Dublin folk singer Pete St John is best known as the composer of 'The Fields of Athenry', 'The Rare Ould Times' and 'The Ferryman', songs performed and recorded by many other artists over the years.
Pete has now put pen to paper and published a book titled 'Jaysus Wept'' which tells the humorous story of Dublin during 'Holy Hour' when pubs in Ireland were closed by law for one hour during the afternoon.
Pete St John shares some of his favourite examples of Dublinese and says that one of the great things about Dublin is that,
We have this wonderful, inbuilt kind of onomatopoeic, a literary sense that we don't even know about.
Pete St John recalls an inspirational English teacher Mr Miller at Synge Street CBS. A love of English thought him to listen and he began to hear the Dublin dialect. He remembers one particular time at the Old Chinaman pub in Dublin where a conversation took place between women from "Fertility Flats" and "Menopause Mansions".
I'm very much into the flow of language and the way we juxtaposition things.

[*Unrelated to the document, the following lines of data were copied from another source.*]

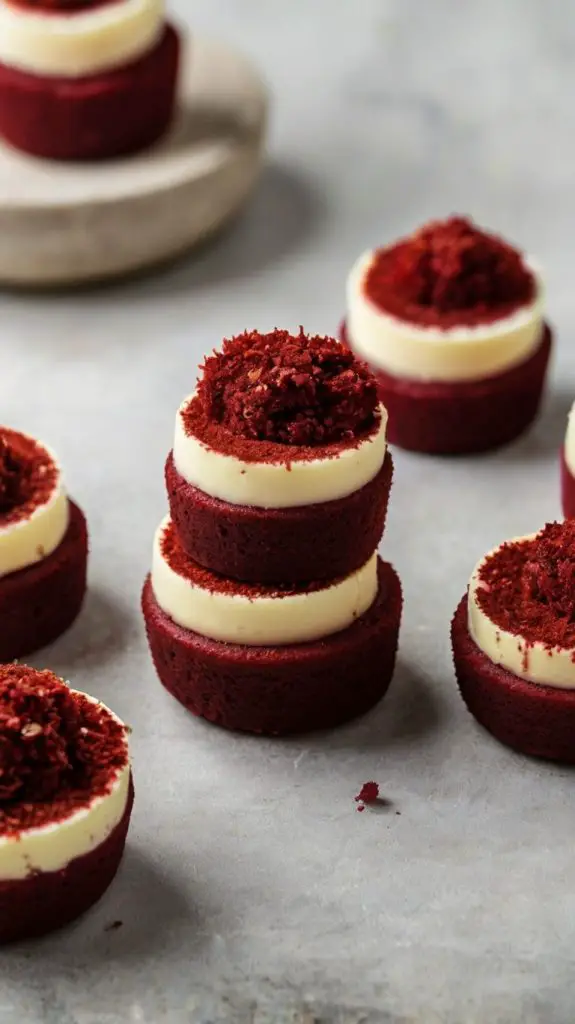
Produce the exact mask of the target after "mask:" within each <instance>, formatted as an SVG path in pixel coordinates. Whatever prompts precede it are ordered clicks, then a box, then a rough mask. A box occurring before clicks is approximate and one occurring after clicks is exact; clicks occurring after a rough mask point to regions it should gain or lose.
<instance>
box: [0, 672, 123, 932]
mask: <svg viewBox="0 0 575 1024" xmlns="http://www.w3.org/2000/svg"><path fill="white" fill-rule="evenodd" d="M132 803H133V784H132V776H131V770H130V758H129V751H128V730H127V729H126V727H125V725H124V724H123V723H122V722H121V721H120V719H118V718H117V717H116V715H114V714H113V713H112V712H110V711H109V710H108V709H107V708H105V707H104V706H103V705H102V703H99V702H98V701H97V700H94V699H93V697H89V696H87V695H86V694H85V693H80V692H77V691H75V690H73V689H71V688H70V687H69V686H68V685H67V684H65V683H64V682H63V680H61V679H58V678H56V676H54V675H53V674H52V673H51V672H39V671H37V670H36V669H29V668H28V667H27V666H21V665H20V666H16V665H10V666H0V943H7V942H14V941H16V940H21V939H28V938H32V937H36V936H39V935H44V934H46V933H47V932H51V931H53V930H55V929H57V928H61V927H62V926H63V925H67V924H69V923H70V922H72V921H74V920H75V919H76V918H78V916H80V914H82V913H84V911H85V910H87V909H88V908H89V907H90V906H92V904H93V903H95V902H96V901H97V900H98V899H99V898H100V897H101V896H102V895H103V893H104V892H105V890H106V889H107V888H108V886H109V884H110V883H112V881H113V879H114V877H115V874H116V872H117V870H118V867H119V865H120V861H121V859H122V854H123V852H124V846H125V843H126V835H127V831H128V825H129V822H130V814H131V810H132Z"/></svg>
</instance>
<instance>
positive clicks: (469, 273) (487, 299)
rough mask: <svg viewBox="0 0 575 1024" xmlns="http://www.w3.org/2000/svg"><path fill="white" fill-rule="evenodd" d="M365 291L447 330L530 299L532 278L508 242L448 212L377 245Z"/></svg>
mask: <svg viewBox="0 0 575 1024" xmlns="http://www.w3.org/2000/svg"><path fill="white" fill-rule="evenodd" d="M364 290H365V294H366V295H367V297H368V298H369V299H370V300H371V301H372V302H373V303H374V304H375V305H377V306H379V307H380V308H381V309H383V310H384V311H385V312H387V313H390V314H391V315H393V316H396V317H398V318H399V319H403V321H408V322H410V323H413V324H417V325H421V326H422V327H439V328H443V329H448V328H450V327H475V326H477V325H479V324H490V323H494V322H495V321H498V319H501V318H503V317H504V316H508V315H511V314H512V313H514V312H515V311H516V310H517V309H519V308H520V307H521V306H523V305H527V304H528V303H530V302H532V301H533V299H534V298H535V292H536V284H535V279H534V276H533V274H532V272H531V271H530V270H529V269H528V267H527V266H526V264H525V262H524V260H523V256H522V254H521V253H519V252H518V251H517V250H516V249H514V248H513V246H510V245H508V244H507V243H506V242H503V240H502V239H499V238H497V237H496V236H494V234H489V233H487V231H483V230H481V229H480V228H479V227H476V226H475V224H474V223H473V222H472V221H471V220H469V219H467V218H466V217H450V218H448V219H447V220H444V221H436V222H432V223H430V224H426V225H425V226H424V227H422V228H421V229H419V230H418V231H416V232H415V233H414V234H412V236H411V237H410V238H407V239H403V240H402V241H400V242H398V243H396V244H395V245H393V246H391V247H389V248H387V249H380V250H379V251H378V252H377V254H375V257H374V259H373V262H372V263H371V265H370V267H369V270H368V271H367V274H366V279H365V284H364Z"/></svg>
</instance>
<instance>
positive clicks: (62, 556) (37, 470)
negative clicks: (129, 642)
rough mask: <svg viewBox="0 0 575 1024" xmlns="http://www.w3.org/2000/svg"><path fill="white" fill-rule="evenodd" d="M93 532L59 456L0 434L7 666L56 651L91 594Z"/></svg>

Pete St John uses the language he overhears when writing songs and attempts to crystallise what is already out there. He says the biggest accolade he could receive is someone reads what he has written and says they could have written it.
He defends the use of 'Jaysus Wept' for the title of his book as a colloquialism which was never intended to be offensive or disrespectful.
This episode of 'The Late Late Show' was broadcast on 30 January 1987. The presenter is Gay Byrne.